If an employer wants to employ a foreign worker – one from outside the EEA – they need a work permit.  And the ever-helpful Home Office is on hand to ease their way through the process.  In most cases it is the employer, not the prospective employee who has to make the application – which seems to be designed to test (a) whether there is a real employer (b) whether there is a real job and (c) whether there is a real reason why the job can’t be given to someone who already has the right to work here.

There is a ‘Working in the UK’ website which takes us to a generous 24 page PDF of guidance for filling in the form.  “If you have not applied for a work permit in the past five years”, they tell us, “you should send as much recent information as possible to establish that you are a UK-based employer, and that you are capable of offering a genuine vacancy.”

  • evidence of registration with HM Revenue & Customs to pay PAYE and National Insurance
  • a copy of your Certificate of Employers Liability Insurance
  • VAT returns
  • most recent company accounts, audited if possible
  • a copy of the landlord’s signed lease of premises, or rental or purchase agreement
  • company incorporation, fire, or food hygiene certificates or other registration or licensing documents
  • utility bills
  • business plans
  • balance sheets
  • contracts detailing your business
  • for IT and hotel and catering establishments, floor plans.

And those are just the general requirements.  Some of the more specific ones shift from the merely intrusive into the downright bizarre: if you are recruiting  hotel workers, the Home Office requires you to send in a copy of your wine list as an aid to their decision making process.

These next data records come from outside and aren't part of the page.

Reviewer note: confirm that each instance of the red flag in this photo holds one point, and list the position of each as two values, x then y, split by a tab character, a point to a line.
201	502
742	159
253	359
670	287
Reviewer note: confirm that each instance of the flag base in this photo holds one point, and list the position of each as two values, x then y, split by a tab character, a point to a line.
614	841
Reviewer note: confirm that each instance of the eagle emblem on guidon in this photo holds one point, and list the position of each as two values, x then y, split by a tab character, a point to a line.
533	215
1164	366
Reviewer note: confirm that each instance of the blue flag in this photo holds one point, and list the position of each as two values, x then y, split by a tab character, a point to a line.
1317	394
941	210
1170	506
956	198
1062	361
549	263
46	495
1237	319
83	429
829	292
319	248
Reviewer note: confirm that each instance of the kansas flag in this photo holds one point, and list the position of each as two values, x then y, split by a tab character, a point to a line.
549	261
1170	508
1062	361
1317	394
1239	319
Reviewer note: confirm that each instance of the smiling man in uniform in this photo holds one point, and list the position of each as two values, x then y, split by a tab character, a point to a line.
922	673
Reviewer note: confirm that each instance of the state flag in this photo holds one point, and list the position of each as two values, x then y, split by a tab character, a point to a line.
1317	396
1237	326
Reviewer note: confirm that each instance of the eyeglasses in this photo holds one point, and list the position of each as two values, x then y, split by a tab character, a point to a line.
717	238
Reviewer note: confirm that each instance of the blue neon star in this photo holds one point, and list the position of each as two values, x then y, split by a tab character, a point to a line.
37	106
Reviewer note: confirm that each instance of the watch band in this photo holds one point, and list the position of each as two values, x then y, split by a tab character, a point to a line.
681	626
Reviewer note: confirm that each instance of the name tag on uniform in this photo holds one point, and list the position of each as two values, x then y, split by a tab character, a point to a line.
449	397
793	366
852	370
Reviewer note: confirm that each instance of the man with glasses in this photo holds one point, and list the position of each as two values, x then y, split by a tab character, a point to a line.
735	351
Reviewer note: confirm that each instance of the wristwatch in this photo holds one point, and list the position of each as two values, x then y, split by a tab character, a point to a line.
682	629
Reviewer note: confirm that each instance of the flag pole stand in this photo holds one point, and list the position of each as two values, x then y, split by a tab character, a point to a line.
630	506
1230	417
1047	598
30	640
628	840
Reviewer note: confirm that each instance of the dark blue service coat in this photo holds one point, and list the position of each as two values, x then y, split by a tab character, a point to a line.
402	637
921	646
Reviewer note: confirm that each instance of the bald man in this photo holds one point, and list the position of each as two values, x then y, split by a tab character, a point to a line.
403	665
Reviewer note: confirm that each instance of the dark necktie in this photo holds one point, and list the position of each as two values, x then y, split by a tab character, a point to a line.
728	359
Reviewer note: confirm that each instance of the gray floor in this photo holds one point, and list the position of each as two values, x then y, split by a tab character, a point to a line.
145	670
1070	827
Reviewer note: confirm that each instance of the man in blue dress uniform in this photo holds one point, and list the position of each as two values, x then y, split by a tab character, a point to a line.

There are two more interesting features of this list, though.  The first is just how many things on it come from other bits of government.  The second is how much of it doesn’t exist any more.

The first is pretty obvious – and extends not just to VAT returns and company incorporation but also covers company accounts (deposited at Companies House).  It would be the work of moments to check the relevant databases, and should be far more secure and reliable than any dog-eared photocopies I might send in.  But of course the obvious is not obvious at all.  I don’t suppose for a moment that there are mechanisms for allowing Home Office people to check Companies House data, still less HMRC’s.  The default mechanism for joining up government is still to expect service users to do all the joining up which may be required, with no help whatsoever from the bit of government making the demands.

The second is more encouraging in some ways, but makes it even more urgent to overcome the first.  To meet the first requirement on the list, “employers need to provide either their P35 or a copy of their HM Revenue and Customs internet account book”.  Fair enough.  Except that I don’t have a paper P35 any more, I have been doing that online for years.  I have no idea what an “internet account book” might be, though I suspect it might have been some variant of “payment account book” before a spell checker got hold of it – and I haven’t had one of those for even longer.  I don’t have any paper VAT returns either.

In fact, come to think of it, a triumph of online service delivery which I had not spotted until writing that last paragraph is that none of the routine paper forms which used to go to various bits of government have to go on paper any more, except the annual accounts, which are a slightly different animal.

Of course I can print off various web pages which are the equivalents of all those paper forms – but that makes the process even more insane.  The flow becomes:  government database ->  web browser -> printer -> post -> clerical handling -> government database.  Government database -> government database might be just a bit more efficient.

The penny has dropped at VOSA that the MOT certificate is no longer a certificate in any meaningful sense, it’s a receipt:  the real value, and the thing which needs to be secured is the database entry.  That news clearly hasn’t reached into the Border and Immigration Agency.  I have a web page with my P35 on it – and could change it to say anything I wanted it to before printing it, with absolutely no way of telling from the printed version that I had done so – except, of course, by checking the PAYE database from which it was generated, which is where we came in.

As with most areas of sloppy security, Bruce Schneier is ahead of us, gently deriding security by letterhead:

Security-by-letterhead was fairly robust when printing was hard, and faking a letterhead was real work. Today it’s easy, but people — especially people who grew up under the older paradigm — don’t act as if it is. They would if they thought about it, but most of the time our security runs on intuition and not on explicit thought.

This kind of thing bites us all the time. Mother’s maiden name is no longer a good password. An impressive-looking storefront on the Internet is not the same as an impressive-looking storefront in the real world. The headers on an e-mail are not a good authenticator of its origin. It’s an effect of technology moving faster than our ability to develop a good intuition about that technology.